II. Patient occurrence report
¶ 17. The Estate next argues the circuit court erred by refusing to admit the patient occurrence report Wegner filled out after Brown's fall. The admission or exclusion of evidence lies within circuit court's sound discretion. Ansani v. Cascade Mtn., Inc. , 223 Wis. 2d 39, 45, 588 N.W.2d 321 (Ct. App. 1998). "When we review a discretionary decision, we examine the record to determine if the circuit court logically interpreted the facts, applied the proper legal standard, and used a demonstrated rational process to reach a conclusion that a reasonable judge could reach." Id. at 45-46.
¶ 18. The Estate sought to introduce Wegner's statement that she put "4 rails up" as an "immediate step[] . . . to prevent repeat occurrence." The circuit court determined Wegner's statement was evidence of a subsequent remedial measure and the patient occurrence report was therefore inadmissible under WIS. STAT. § 904.07. Section 904.07 provides:
When, after an event, measures are taken which, if taken previously, would have made the event less likely to occur, evidence of the subsequent measures is not admissible to prove negligence or culpable conduct in connection with the event.
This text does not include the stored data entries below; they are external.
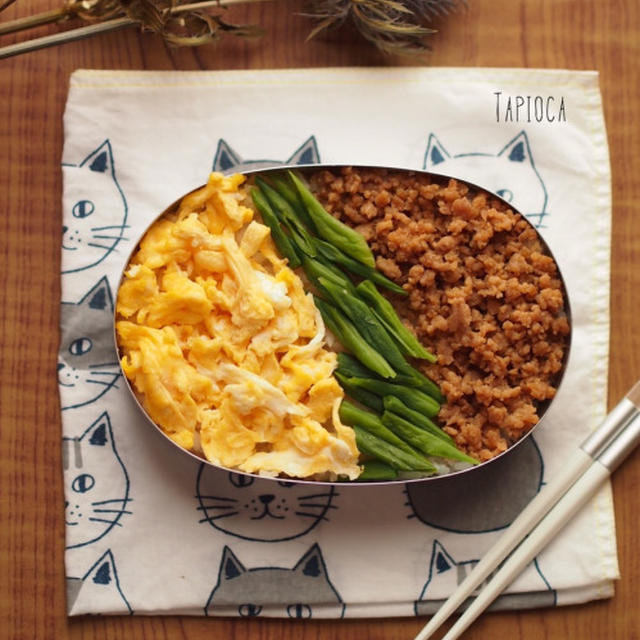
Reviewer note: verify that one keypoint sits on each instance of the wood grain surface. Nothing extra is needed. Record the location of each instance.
(588, 34)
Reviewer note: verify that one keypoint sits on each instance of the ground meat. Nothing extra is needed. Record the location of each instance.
(483, 294)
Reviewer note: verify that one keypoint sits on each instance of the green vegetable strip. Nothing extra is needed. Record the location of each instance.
(393, 404)
(377, 470)
(349, 366)
(413, 378)
(384, 309)
(367, 323)
(288, 217)
(365, 398)
(316, 269)
(352, 415)
(329, 252)
(288, 191)
(280, 238)
(331, 229)
(377, 448)
(425, 442)
(413, 398)
(349, 336)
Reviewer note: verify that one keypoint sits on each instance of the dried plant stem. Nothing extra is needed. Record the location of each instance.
(88, 31)
(19, 24)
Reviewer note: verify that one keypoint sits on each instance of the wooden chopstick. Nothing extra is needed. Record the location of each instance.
(598, 456)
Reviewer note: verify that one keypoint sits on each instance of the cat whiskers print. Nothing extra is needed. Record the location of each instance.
(87, 359)
(96, 484)
(510, 172)
(95, 216)
(260, 510)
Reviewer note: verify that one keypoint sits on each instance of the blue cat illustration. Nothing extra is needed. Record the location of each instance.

This section does not require the exclusion of evidence of subsequent measures when offered for another purpose, such as proving ownership, control, or feasibility of precautionary measures, if controverted, or impeachment or proving a violation of s. 101.11. (Emphasis added.)
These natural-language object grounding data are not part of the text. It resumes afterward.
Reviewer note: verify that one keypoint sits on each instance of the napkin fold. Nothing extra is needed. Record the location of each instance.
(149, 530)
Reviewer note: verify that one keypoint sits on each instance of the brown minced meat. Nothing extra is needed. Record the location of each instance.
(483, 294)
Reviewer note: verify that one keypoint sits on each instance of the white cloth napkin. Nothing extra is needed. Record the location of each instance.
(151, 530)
The Estate apparently concedes the patient occurrence report is evidence of a subsequent remedial measure, but it argues the report is nevertheless admissible to impeach Wegner's deposition testimony. Citing Ansani , the circuit court concluded the report was not admissible for impeachment purposes because it did not contradict a specific fact to which Wegner had testified.
¶ 19. The circuit court properly exercised its discretion. In Ansani , 223 Wis. 2d at 56, we held:
Based on [the impeachment exception in Wis. Stat. § 904.07], a circuit court should restrict cross-examination when the thrust of the questioning is to admit evidence of post-event remedial measures to show that the defendant was negligent, but not when it is used for impeachment purposes. If this impeachment exception were construed too broadly, any time a defendant controverted an allegation of negligence, a plaintiff could bring in evidence of subsequent remedial measures to prove prior negligence or culpable conduct under the guise of impeachment. However, evidence of subsequent measures is properly admitted under narrow circumstances such as to impeach a witness in regard to a specific fact to which the witness has testified. (Citations omitted.)
Thus, in order for evidence of subsequent remedial measures to be admissible for impeachment purposes, the evidence must contradict a specific fact to which a witness has testified.
¶ 20. The patient occurrence report's statement that Wegner put "4 rails up" as an "immediate step[] . . . to prevent repeat occurrence" does not contradict any specific fact to which Wegner testified. Wegner never testified that putting four rails up would not have prevented Brown's fall. When asked at her deposition what she could have done differently to keep Brown from falling, Wegner testified, "I could have — I could have sat in the room the whole day. That would have prevented it from happening. . . . But that's an impossibility. I have . . . things to do." This does not amount to testimony that putting four rails up would not have prevented Brown's fall. Wegner was simply responding to an open-ended question about preventative measures by listing one thing she could have done differently.
¶ 21. Moreover, the patient occurrence report only asks what "immediate steps were taken to prevent [Brown from falling again]." The patient occurrence report does not state that the use of all four bedside rails would have prevented Brown from falling in the first place. Accordingly, even if Wegner had testified that the use of four rails would not have prevented Brown's fall, the patient occurrence report would not contradict that testimony.
By the Court. — Judgment affirmed.
Not recommended for publication in the official reports.